Healthcare insurers conduct ethnographic research and test prototypes to provide more personalised experiences
“Our work focused on a number of areas, including ethnographic research, following members home to understand how they managed their healthcare, how they made plan selections, how they budget and claim for health finance expenses,” says Chris Nicholson, Humana‘s director, integrated customer experience. The goal, he adds, was “to provide members with the relevant information that they need to make those decisions.”
During 2004, the carrier focused on determining which communication vehicles would best serve that goal, guided by four principles, according to Nicholson. The first principle, consolidation, focused on inventorying existing communications, such as periodic mass mailings, in order to concentrate them into one vehicle, he explains. The second, personalisation, sought to increase the communications’ relevance and impact by making it specific to the member. The third, distillation, aimed to synthesise the relevant information into language intelligible to the lay-reader. And the fourth, and perhaps most important, according to Nicholson, was actionability — giving members clear direction as to what they needed to do with the information.

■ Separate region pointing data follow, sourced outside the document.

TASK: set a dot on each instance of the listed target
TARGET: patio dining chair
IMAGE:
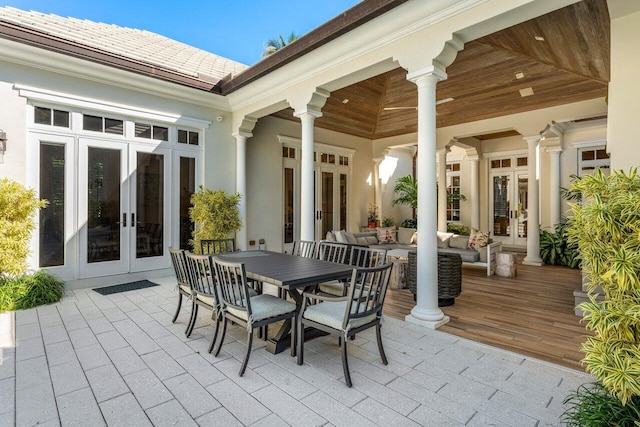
(240, 307)
(304, 248)
(183, 280)
(217, 246)
(360, 256)
(349, 315)
(204, 291)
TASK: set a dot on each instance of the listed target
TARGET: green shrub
(216, 215)
(606, 228)
(592, 405)
(18, 206)
(29, 290)
(556, 249)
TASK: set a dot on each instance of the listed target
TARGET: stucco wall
(624, 92)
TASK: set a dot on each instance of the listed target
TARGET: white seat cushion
(332, 315)
(265, 306)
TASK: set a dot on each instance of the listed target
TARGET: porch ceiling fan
(442, 101)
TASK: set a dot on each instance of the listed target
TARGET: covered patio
(118, 360)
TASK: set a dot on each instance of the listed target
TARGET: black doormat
(131, 286)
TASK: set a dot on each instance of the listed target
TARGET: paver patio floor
(118, 360)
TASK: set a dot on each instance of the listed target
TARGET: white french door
(509, 193)
(331, 200)
(124, 204)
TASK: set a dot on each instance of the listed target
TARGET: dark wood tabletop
(287, 271)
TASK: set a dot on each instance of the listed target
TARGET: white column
(554, 193)
(441, 154)
(377, 185)
(241, 186)
(307, 213)
(533, 202)
(426, 311)
(475, 191)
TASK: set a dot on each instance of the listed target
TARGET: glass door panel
(104, 208)
(501, 206)
(149, 219)
(150, 214)
(326, 215)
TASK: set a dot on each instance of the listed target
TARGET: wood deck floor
(531, 314)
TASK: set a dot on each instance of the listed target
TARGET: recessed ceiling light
(528, 91)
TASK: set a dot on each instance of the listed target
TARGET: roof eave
(356, 16)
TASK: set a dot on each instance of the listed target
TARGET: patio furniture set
(326, 294)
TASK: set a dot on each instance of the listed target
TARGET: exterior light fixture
(3, 144)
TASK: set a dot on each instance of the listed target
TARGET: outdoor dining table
(293, 273)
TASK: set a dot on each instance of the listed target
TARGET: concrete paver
(118, 360)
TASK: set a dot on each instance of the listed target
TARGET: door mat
(131, 286)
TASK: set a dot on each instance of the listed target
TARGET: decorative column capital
(532, 140)
(426, 75)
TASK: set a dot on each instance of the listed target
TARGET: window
(102, 124)
(453, 192)
(143, 130)
(188, 137)
(51, 117)
(592, 158)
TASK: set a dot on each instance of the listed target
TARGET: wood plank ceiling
(562, 56)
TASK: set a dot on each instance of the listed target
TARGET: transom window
(188, 137)
(102, 124)
(51, 117)
(144, 130)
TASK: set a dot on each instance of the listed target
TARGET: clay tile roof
(131, 43)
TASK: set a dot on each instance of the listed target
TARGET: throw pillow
(371, 240)
(386, 235)
(443, 239)
(405, 234)
(362, 241)
(351, 239)
(340, 238)
(459, 242)
(478, 239)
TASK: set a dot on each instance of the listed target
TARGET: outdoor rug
(131, 286)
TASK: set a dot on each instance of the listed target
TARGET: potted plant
(216, 215)
(372, 215)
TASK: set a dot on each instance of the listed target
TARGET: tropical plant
(372, 213)
(410, 223)
(18, 205)
(274, 45)
(555, 248)
(29, 290)
(593, 405)
(215, 213)
(388, 222)
(406, 190)
(606, 229)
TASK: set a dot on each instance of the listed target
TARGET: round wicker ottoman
(449, 277)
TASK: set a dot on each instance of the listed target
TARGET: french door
(123, 207)
(331, 200)
(509, 194)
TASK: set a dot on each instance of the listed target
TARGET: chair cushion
(332, 315)
(265, 306)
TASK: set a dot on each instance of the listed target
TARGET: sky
(234, 29)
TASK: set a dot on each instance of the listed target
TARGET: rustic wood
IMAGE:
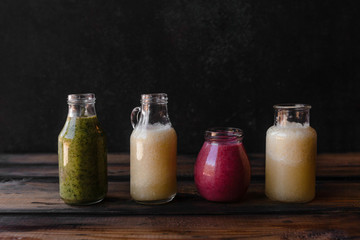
(30, 207)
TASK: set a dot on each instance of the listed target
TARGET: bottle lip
(292, 106)
(154, 98)
(78, 98)
(224, 134)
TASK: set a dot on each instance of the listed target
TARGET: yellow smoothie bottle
(153, 147)
(290, 163)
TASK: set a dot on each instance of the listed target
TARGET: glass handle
(134, 118)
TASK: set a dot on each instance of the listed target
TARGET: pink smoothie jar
(222, 168)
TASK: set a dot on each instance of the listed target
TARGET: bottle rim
(79, 98)
(154, 98)
(224, 134)
(292, 106)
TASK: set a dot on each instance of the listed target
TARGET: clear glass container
(153, 147)
(222, 168)
(82, 151)
(291, 155)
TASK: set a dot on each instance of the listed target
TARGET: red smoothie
(222, 170)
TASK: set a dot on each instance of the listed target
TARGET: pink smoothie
(222, 171)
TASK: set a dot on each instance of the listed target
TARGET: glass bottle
(82, 153)
(153, 146)
(290, 155)
(222, 168)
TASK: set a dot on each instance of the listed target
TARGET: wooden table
(30, 207)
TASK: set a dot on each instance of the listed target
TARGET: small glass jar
(290, 155)
(222, 168)
(153, 147)
(82, 153)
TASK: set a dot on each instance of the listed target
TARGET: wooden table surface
(30, 207)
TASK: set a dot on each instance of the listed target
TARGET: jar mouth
(292, 106)
(154, 98)
(81, 98)
(224, 134)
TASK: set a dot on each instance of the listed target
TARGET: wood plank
(320, 226)
(45, 165)
(29, 196)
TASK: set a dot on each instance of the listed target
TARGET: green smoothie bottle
(82, 153)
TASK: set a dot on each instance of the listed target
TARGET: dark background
(222, 63)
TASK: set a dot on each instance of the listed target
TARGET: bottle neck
(82, 110)
(224, 135)
(290, 114)
(153, 113)
(81, 105)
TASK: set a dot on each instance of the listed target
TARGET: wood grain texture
(30, 207)
(324, 226)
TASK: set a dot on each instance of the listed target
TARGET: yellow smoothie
(153, 163)
(290, 163)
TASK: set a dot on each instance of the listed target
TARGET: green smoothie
(82, 161)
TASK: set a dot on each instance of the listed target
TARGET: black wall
(222, 63)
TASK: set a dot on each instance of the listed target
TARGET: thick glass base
(156, 202)
(300, 199)
(82, 203)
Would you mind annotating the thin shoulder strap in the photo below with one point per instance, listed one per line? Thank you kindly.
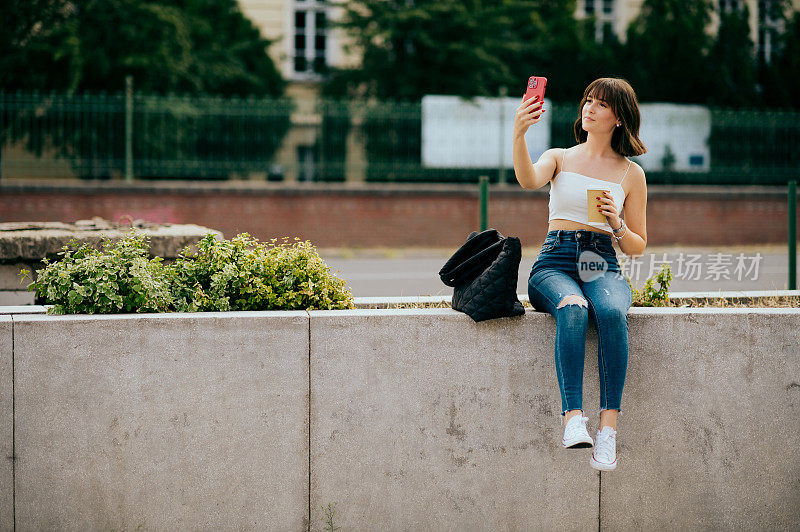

As Humana put prototypes before focus groups toward the end of 2004 through early 2005, it set about seeking the means to deliver the final product. “We realised we didn’t have tools to provide the kind of personalised communications that our members were asking for,” Nicholson recalls. The carrier evaluated about a dozen vendor solutions, as well as two tools already in-house, he relates. “We were trying to get a good assessment in terms of cost, flexibility, scalability and integration with our print systems and [data] outputs,” Nicholson says. “We were looking for a broad solution that not only fit in the print space but also the Web.”